Simon Hewitt Jones - The Violin Blog

dudamel, conductor, simon bolivar youth orchestraThere was a lot of attention in England recently to the sensational Simon Bolivar Youth Orchestra of Venezuela.

(A video from their BBC Proms performance is here.)

A wonderful editorial in The Week magazine points out that the energy, pride, teamwork, long-worked-for skill and sense of belonging, though profound, is perhaps not the only reason for the success of El Systema, the Venezuelan music education system that pulls many disaffected youths out of trouble - serious trouble - and towards a better life. Those things are just the framework.

What the classics give to people that perhaps rap or pop do not, is an exposure to emotions that go beyond the usual limits of adolescent aggression and sexual longing; a set of emotions massively more complex and difficult, yet infinitely interesting and fascinating.
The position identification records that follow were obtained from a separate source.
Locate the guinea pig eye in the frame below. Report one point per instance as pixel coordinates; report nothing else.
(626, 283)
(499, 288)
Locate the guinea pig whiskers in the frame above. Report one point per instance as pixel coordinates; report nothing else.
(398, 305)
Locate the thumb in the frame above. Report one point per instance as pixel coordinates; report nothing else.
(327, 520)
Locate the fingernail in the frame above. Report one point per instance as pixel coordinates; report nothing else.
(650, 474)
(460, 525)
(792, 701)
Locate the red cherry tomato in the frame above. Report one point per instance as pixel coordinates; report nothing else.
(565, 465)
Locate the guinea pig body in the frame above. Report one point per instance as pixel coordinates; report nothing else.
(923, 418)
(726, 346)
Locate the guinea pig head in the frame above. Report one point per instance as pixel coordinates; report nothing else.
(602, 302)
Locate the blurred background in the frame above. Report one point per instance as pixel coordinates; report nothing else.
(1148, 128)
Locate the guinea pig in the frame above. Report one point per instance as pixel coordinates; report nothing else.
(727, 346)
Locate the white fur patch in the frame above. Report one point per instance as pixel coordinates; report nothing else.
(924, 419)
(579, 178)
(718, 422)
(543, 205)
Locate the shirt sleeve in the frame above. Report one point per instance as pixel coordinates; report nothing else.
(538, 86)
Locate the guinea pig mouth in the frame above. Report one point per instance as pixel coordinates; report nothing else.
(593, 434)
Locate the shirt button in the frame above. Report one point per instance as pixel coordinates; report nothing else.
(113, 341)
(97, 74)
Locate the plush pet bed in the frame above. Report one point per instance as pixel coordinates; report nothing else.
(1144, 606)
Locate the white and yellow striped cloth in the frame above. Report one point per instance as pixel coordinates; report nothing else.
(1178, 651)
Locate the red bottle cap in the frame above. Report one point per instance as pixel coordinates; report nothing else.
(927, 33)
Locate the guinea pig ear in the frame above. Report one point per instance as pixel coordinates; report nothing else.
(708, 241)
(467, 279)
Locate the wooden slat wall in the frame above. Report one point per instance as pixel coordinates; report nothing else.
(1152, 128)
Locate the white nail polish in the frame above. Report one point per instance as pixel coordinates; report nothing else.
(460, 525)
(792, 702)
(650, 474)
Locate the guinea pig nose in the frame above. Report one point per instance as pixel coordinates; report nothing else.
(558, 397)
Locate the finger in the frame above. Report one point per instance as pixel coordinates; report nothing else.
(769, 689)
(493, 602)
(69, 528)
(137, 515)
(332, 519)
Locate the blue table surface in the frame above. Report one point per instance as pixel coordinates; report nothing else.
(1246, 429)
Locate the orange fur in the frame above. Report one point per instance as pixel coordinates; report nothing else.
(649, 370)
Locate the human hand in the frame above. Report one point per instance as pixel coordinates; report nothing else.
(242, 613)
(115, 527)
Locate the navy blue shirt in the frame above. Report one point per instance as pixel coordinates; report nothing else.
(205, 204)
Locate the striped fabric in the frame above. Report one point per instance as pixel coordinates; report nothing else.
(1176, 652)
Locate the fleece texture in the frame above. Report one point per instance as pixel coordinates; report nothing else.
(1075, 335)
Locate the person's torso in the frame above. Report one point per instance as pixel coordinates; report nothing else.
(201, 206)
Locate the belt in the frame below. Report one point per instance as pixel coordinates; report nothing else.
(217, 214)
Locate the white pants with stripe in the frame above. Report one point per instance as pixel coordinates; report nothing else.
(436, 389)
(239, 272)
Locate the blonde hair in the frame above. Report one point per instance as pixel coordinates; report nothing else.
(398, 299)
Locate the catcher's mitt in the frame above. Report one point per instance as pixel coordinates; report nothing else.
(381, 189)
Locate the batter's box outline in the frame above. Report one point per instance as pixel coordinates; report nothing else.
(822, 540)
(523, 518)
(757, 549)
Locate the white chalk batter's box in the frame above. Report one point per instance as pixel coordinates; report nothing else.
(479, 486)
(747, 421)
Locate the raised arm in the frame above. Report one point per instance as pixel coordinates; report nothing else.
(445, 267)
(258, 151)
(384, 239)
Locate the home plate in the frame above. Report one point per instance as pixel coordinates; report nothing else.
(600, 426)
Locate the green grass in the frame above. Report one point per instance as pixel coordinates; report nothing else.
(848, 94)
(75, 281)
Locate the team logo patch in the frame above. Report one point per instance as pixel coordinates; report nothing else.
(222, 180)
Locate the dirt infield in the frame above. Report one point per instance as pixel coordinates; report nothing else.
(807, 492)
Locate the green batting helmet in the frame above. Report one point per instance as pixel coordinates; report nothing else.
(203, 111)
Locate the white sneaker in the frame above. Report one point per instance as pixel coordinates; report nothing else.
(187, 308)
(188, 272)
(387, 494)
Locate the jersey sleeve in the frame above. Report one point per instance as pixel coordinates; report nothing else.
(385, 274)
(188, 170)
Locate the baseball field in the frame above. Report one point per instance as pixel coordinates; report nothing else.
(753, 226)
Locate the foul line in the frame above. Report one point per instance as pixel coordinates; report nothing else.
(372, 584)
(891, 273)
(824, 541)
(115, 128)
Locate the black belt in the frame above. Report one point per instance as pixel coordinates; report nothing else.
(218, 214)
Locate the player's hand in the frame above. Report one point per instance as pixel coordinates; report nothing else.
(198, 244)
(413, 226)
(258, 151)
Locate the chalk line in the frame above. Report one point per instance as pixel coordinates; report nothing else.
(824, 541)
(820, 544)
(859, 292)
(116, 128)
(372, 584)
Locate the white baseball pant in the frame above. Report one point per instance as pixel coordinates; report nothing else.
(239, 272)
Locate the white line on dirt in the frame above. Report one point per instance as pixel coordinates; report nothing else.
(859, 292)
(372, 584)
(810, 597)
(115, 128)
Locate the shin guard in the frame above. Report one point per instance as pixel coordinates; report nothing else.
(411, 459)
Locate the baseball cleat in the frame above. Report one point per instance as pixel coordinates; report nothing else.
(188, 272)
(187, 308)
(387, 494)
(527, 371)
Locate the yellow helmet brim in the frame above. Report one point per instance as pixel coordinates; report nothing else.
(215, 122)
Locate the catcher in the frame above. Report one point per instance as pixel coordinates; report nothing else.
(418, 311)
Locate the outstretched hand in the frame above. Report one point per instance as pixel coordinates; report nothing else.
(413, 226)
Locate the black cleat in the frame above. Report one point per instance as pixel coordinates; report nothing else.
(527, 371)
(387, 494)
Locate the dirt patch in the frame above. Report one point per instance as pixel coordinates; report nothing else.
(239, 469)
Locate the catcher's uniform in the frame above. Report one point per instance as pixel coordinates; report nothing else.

For these children of the poverty ghetto, that provides a more powerful outlet for expression than could ever be achieved through drugs and crime.

By feeding these people classic musical works, the educators behind the scheme are offering them a chance to grow up. For many, this is their only chance.

It’s rare for the effects of music education to be measurable in any useful way. But this is one of the most powerful demonstrations yet of the direct correlation between music education and real, powerful social change.